Identification of Axonal transport properties of VMAT2-YFP fluorescent vesicles

CROMBERG L; OTERO MG; FALZONE T

Huerta Grande,

Congreso; XXVI Congreso de la Sociedad Argentina de Neurociencias (SAN); 2011

SAN

Parkinson’s disease (PD) is characterized by reductions in dopamine neurotransmitter release, abnormal protein accumulation known as Lewy Bodies, and selective degeneration of dopamine neurons. Dopamine (DA) neurotransmission rely on ATP-dependent internalization of DA by the Vesicular Monoamine Transporter 2 (VMAT2) prior to Ca-mediated release. VMAT2 reductions in mice induce PD phenotypes and neurodegeneration suggesting the relevance for the study of VMAT2 distribution along neurons. To identify the axonal transport properties of VMAT2 we have generated a fusion to the Yellow Fluorescent Protein (VMAT2-YFP). Initially, sucrose density flotation experiments in transfected N2a cells revealed that VMAT-YFP floats associated to vesicular membranes. Movies from transfected mouse primary hippocampal neurons under live imaging experiments were transformed to kymographs for analysis revealing a vesicular axonal transport for VMAT2-YFP with XX% of anterograde, XX% of retrograde and XX% of stationary particles.

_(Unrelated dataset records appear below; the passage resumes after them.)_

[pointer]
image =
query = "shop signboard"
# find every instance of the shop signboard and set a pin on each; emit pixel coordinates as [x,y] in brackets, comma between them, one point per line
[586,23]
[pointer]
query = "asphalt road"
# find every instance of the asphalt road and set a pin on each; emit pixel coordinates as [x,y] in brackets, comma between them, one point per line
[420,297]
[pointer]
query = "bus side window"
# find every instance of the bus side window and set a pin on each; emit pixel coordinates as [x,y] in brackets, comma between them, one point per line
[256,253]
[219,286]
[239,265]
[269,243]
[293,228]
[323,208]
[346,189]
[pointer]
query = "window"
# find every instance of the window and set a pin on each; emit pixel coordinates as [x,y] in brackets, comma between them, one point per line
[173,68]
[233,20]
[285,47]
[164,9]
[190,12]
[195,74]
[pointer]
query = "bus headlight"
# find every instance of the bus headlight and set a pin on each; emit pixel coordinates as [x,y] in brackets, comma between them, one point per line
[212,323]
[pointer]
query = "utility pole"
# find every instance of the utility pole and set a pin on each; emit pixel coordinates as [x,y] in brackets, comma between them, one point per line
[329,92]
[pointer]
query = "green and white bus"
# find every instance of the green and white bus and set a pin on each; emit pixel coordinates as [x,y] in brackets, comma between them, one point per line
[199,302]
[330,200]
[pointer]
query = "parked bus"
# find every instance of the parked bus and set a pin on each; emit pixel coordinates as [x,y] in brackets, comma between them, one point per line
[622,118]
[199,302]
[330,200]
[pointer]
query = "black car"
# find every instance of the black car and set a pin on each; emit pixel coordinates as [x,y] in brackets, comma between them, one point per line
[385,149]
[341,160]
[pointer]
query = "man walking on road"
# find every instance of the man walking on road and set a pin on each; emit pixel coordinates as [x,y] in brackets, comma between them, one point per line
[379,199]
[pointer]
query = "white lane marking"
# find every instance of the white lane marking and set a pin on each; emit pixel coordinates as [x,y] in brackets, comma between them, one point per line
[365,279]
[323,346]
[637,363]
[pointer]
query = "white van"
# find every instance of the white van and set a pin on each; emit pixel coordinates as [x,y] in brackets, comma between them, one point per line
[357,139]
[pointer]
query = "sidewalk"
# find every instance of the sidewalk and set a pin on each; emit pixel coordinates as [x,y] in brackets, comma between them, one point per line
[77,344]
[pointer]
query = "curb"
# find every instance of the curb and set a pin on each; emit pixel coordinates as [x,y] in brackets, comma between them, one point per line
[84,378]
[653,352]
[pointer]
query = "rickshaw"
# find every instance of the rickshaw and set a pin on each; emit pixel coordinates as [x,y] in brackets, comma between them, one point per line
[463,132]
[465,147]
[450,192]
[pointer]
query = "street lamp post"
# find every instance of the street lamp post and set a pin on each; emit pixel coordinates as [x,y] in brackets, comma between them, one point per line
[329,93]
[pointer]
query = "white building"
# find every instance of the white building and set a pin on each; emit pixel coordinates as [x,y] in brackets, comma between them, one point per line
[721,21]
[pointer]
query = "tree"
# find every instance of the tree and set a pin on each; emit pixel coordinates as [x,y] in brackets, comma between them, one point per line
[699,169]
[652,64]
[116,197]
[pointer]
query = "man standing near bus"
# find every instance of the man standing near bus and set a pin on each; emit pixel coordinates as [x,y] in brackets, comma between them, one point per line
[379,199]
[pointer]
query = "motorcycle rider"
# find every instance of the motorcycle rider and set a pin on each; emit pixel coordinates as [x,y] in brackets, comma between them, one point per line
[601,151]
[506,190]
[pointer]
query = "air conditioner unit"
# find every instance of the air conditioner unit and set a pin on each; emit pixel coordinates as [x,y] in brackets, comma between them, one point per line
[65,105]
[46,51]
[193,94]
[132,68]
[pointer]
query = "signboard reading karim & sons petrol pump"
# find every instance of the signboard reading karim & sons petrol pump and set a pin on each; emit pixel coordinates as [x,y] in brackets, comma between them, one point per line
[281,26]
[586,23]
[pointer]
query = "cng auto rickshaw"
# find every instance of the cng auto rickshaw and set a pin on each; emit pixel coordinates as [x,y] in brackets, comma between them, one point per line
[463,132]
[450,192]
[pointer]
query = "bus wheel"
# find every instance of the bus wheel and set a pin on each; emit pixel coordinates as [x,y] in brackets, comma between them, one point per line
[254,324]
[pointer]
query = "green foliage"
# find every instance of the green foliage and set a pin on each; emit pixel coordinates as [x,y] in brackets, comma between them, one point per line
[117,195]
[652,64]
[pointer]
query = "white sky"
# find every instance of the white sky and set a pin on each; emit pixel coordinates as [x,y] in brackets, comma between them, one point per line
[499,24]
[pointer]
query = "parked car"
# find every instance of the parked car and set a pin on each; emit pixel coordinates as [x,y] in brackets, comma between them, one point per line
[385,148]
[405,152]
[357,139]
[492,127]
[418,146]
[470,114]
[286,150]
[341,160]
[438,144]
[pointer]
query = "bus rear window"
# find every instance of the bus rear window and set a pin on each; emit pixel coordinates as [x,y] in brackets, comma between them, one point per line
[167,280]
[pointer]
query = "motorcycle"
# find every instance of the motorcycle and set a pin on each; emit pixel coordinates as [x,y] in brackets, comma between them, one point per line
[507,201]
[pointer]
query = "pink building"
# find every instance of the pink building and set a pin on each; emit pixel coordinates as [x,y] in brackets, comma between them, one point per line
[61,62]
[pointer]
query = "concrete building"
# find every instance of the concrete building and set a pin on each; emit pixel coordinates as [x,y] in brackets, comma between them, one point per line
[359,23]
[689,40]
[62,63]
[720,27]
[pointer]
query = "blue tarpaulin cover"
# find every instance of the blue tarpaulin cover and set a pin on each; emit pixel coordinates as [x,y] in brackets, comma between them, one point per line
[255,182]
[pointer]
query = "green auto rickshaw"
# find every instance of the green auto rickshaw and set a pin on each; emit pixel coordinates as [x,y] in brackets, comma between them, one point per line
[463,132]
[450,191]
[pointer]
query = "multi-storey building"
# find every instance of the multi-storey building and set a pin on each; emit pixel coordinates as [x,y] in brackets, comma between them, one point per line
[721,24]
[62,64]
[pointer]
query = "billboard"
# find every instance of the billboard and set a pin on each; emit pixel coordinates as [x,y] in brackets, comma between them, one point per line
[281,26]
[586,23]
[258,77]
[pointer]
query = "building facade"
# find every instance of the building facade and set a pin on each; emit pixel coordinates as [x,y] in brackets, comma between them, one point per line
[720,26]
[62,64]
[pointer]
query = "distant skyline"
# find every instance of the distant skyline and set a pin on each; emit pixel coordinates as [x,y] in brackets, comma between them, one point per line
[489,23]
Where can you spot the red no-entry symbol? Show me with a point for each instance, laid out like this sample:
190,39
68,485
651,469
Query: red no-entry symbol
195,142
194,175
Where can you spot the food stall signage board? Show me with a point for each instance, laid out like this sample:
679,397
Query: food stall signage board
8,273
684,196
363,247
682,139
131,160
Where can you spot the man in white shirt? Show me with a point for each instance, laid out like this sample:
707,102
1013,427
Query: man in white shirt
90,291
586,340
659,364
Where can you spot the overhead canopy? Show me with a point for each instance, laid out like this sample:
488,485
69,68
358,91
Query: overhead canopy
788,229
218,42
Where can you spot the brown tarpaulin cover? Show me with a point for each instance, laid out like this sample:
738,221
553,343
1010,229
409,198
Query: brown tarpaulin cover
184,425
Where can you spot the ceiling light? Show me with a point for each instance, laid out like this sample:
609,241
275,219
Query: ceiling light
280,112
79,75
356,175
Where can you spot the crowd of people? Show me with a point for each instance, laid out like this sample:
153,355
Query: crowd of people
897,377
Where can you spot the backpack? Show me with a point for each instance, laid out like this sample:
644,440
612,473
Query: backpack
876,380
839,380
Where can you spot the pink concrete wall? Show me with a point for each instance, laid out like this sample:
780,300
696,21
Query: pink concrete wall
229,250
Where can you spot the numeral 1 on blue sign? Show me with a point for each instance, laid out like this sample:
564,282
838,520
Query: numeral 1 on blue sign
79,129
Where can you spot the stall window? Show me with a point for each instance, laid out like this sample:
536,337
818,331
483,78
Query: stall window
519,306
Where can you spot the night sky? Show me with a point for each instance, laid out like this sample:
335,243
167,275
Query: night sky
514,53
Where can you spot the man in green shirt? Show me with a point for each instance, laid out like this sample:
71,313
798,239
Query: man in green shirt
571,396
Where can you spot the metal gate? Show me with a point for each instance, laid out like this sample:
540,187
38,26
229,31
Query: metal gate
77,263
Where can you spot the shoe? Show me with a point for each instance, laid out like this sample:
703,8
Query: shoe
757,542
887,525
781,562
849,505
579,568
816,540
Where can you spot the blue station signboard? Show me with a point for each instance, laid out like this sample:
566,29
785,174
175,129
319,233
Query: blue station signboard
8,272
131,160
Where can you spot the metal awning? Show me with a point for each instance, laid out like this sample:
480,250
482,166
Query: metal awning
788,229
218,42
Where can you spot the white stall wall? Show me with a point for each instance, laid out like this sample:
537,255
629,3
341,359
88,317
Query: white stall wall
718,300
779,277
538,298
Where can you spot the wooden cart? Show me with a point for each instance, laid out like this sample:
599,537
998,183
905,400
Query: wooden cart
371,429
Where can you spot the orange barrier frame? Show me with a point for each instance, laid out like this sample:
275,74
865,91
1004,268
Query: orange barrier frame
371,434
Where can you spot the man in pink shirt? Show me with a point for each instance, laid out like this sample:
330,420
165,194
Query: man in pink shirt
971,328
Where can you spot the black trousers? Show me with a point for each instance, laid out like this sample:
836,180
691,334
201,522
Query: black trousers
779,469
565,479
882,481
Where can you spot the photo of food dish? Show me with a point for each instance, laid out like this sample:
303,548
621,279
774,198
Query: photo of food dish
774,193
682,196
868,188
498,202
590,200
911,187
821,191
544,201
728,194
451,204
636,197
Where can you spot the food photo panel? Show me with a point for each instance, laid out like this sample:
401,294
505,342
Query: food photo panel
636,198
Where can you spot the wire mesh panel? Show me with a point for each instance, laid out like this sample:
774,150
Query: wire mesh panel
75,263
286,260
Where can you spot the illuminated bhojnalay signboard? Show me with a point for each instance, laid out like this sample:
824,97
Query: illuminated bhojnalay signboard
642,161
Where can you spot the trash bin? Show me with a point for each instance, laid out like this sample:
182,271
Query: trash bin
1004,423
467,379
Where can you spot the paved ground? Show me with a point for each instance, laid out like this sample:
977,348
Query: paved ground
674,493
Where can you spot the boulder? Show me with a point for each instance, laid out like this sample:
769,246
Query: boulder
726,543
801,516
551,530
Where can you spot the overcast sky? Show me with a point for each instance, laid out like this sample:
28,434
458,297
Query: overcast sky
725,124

Average speeds for anterograde (XXum/sec) and retrograde (XXum/sec) vesicle displacements correspond to motor dependent movement. These results suggest that VMAT2 axonal transport is necessary for normal DA neurotransmission and implies a high relevance for the identification of the motor moving VMAT2. In addition, VMAT2 axonal transport defects might have a significant impact in the manifestation of PD phenotypes and in the progression of DA neurodegeneration.